彼女に無理を強いていることは申し訳なく思うが、今は踏ん張ってもらうしかない。
「よし、では決まりだ。このままヒストリアを目指そう」
「りよーかい。じゃあ早いとこ行くわよ! ……って美奈、大丈夫?」
椎名が呼んだので美奈の方を向く。今まで一切話に加わっていなかった彼女は、少し血色が悪かった。
「美奈!? まさか今ので何か影響が出ているのではないか!?」
慌てて声を掛けるが美奈は笑顔で首を横に振った。
「ごめん。少し疲れただけだから、大丈夫」
「そ、そうか」
疲れた表情に見えたのはほんの束の間で、彼女は疲労は見えるものの花のような笑顔を咲かせた。
懸念するようなことはなさそうではあるが、先程の戦いで美奈はかなりの魔力を消耗したはずだ。
そう思った私は懐からあるものを取り出した。
「美奈、受け取れ」
「??」
「それはピスタの街で購入したマジックポーションだ。飲めば魔力を回復する効果があるらしい」
「ん、そっか。

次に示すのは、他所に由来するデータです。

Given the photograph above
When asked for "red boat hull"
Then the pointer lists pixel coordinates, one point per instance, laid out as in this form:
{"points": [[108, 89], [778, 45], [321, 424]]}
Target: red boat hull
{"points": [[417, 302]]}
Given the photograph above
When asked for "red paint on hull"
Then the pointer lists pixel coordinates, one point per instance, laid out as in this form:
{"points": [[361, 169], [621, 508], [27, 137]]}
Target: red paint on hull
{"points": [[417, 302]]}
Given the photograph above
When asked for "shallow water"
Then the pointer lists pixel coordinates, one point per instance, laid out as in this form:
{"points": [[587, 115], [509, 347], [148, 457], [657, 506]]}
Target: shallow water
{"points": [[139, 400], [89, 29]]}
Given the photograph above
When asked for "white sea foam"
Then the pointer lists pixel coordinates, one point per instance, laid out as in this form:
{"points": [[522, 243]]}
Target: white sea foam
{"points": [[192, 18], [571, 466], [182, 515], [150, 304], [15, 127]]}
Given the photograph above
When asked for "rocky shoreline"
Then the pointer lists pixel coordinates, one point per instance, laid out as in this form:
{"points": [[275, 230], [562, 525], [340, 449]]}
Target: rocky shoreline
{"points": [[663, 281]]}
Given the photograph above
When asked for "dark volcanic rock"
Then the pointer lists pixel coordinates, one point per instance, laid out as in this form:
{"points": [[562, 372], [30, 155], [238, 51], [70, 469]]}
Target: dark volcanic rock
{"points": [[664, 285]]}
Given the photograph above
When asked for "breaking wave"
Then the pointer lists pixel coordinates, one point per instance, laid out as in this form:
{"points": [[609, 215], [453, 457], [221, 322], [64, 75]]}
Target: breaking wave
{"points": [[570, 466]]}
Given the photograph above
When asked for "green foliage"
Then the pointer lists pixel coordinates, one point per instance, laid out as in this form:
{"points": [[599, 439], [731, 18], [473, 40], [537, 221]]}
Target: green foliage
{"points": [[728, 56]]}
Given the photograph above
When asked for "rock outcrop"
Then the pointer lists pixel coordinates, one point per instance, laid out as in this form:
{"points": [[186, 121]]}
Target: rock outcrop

隼人くん、ありがとう」
美奈にマジックポーションを二本共渡し、残り一つはそのまま彼女に所持してもらうようにした。
マジックポーションを飲んだ美奈は、先程よりも幾分顔色が良くなったように見えた。
「中々気が利くわね。他にはないの?」
「うむ、これも皆に渡しておく」
椎名に聞かれたタイミングで買ってあったもう一つの回復アイテム、ポーションも取り出した。
「こっちは体力を回復するものだ。皆、一応飲んでおくといい」
「ありがとうハヤト」
アリーシャも笑顔でポーションを受け取ってくれた。そこから一旦小休止。空中ではあったが皆小瓶にはいったそれを煽る。
ポーションは青い色をしており、薬のような味を想像していたが、思ったより清涼感のある爽やかな味で飲みやすかった。
飲んでいる最中に体全体が青い魔力の光に包まれた。
同時に体にあった疲労感が嘘のように消えていく。
ほうっと口からため息が溢れた。
こんな空の上とはいえ、私達は一度ここでほんの少し息をつくことが出来たのだ。